In Hear This, A.V. Club writers sing the praises of songs they know well—some inspired by a weekly theme and some not, but always songs worth hearing.
It’s always been like this. Entropy is the natural order of things, and the moments of relief between the chaos are what we refer to as “peace” and “happiness.” We find some security, we grow accustomed to it, then chaos comes back along and jars us out of that rapture—and all of a sudden it’s doom and gloom and falling skies. And in those moments it’s difficult to separate the self from the whole because there are other selves out there suffering, and there’s nothing we can do about it—but we have to carry on. The individual will carry on, and it’ll be difficult, but the sheer number of other individuals doing the same will make it easier. And when, in that carrying on, two individuals are connected by a shared emotion, it can seem like one of those reprieves, though it’s just as likely that more chaos is on the horizon.

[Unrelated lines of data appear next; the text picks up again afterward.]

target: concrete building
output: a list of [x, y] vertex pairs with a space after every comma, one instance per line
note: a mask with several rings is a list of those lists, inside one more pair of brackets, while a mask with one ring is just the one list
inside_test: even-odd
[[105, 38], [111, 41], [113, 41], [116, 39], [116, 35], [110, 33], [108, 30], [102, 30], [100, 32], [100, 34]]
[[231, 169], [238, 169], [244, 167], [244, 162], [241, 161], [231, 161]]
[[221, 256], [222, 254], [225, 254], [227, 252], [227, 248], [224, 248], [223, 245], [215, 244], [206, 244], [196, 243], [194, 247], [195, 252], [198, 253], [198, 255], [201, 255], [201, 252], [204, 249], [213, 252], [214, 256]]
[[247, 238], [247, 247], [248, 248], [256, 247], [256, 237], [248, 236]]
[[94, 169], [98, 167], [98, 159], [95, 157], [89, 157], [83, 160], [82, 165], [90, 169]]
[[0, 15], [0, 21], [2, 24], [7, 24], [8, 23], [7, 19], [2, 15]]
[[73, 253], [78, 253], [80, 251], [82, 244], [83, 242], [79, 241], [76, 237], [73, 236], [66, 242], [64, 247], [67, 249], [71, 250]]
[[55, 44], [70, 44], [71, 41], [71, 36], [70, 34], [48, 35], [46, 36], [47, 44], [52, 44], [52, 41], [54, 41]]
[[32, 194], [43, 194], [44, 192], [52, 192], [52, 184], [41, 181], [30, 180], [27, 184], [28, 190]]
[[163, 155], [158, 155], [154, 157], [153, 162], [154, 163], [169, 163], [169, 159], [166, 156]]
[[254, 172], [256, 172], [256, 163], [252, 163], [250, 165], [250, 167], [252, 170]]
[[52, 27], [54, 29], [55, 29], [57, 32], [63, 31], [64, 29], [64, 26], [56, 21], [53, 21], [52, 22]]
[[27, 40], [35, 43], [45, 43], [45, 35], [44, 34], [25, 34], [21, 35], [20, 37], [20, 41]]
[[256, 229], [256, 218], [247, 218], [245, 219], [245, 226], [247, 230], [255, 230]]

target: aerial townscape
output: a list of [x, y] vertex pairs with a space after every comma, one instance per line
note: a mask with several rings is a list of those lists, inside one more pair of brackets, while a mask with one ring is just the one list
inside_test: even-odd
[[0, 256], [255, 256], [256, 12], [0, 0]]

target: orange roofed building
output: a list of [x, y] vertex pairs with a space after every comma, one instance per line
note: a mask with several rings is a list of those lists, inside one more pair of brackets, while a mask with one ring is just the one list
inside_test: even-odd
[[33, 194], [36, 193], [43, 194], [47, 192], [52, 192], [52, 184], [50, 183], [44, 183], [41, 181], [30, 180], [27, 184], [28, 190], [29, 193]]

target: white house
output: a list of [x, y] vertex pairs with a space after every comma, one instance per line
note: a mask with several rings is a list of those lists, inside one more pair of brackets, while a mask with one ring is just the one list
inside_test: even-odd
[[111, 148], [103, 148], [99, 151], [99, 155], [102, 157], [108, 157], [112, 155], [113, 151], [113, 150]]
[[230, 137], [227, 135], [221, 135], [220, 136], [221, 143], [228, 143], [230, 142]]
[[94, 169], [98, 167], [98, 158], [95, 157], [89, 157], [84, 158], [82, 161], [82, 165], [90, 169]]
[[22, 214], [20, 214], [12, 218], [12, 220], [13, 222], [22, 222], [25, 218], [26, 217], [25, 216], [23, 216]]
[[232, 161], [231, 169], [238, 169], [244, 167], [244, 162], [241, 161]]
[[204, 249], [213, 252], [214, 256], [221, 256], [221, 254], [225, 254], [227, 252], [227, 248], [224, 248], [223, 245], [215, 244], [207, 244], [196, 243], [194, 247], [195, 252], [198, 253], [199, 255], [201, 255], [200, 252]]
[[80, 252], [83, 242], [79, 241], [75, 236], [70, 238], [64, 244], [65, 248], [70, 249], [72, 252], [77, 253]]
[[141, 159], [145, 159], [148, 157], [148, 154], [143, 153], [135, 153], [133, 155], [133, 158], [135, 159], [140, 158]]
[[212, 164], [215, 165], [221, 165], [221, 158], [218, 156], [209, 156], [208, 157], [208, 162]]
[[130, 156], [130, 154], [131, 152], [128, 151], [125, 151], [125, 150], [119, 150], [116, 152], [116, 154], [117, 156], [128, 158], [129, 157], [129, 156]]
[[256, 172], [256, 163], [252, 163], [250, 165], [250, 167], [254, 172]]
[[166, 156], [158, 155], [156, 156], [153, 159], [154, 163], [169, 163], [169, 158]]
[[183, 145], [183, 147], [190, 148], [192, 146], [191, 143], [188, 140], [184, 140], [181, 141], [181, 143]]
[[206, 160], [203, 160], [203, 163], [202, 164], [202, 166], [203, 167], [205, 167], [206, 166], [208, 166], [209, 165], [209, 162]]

At least that’s the impression “The World’s A Mess; It’s In My Kiss” gives off. The final track of X’s Los Angeles speaks from a jaundiced perspective—“There are no angels / there are devils in many ways”—but surges forward to an unrelenting backbeat. “Down we go / cradle and all” John Doe and Exene Cervenka holler, their voices betraying an excitement as they slide off a chromatic cliff. And why shouldn’t they be excited? Things outside aren’t going to get any less messy, and the point when you accept this truth is when you stop being afraid of the lows—personal and societal—and look forward to the inevitable highs that follow them.